Whatever you think about Tesla cars, you could never deny Elon Musk’s company of a lack of ambition. Here’s a car maker that has only been in business for a few years, building vehicles that many consider niche, and yet is currently valued more than Ford.
This is all the more amazing when you realise that Tesla has not made so much as one dollar’s worth of profit. In fact, it has made substantial losses despite selling more than 50,000 of its high cost electric cars in 2016.
Much of the reason for this industry-defying valuation is that the stock market reckons Tesla is a company very much in its ascendency. A good deal of that thinking is based on the launch of a third model, conveniently called Model 3.
Whereas Teslas to date have been expensive executive-rivalling machines for those early adopters and brand devotees, the Model 3 is a much more decisive addition. It’s set to be priced at less than £30,000 so it tackles the likes of the Nissan Leaf and BMW i3 head-on.

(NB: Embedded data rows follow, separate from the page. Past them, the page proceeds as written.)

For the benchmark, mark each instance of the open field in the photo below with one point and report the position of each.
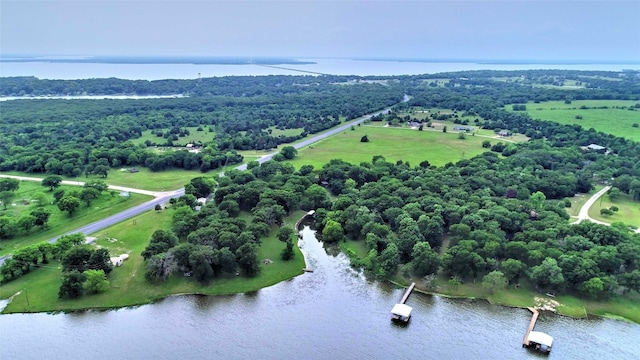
(628, 210)
(578, 200)
(616, 119)
(60, 222)
(193, 137)
(394, 143)
(128, 285)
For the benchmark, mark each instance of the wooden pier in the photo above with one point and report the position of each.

Is the infrastructure in place to match Musk’s ambitions?
More importantly, this brings Tesla’s take on the EV slap-bang into the heart of territory presently occupied by the likes of the Audi A3, BMW 1 Series and Mercedes A-Class, as well as the pricier Volkswagen Golfs that so many of us love.
A practical EV with the lure of the Tesla badge and a battery range that means 300 miles between recharges is realistic makes the Model 3 a far more tempting proposition than any of its electric rivals. This is why the stock market is getting in a tizzy about Tesla.
As such, the Model 3 is definitely the breakthrough model in Tesla’s line-up. It’s the one that is set to take it from a small but interesting car maker into a global player, with Tesla theorising it will see annual production soar to 500,000 by the end of the decade.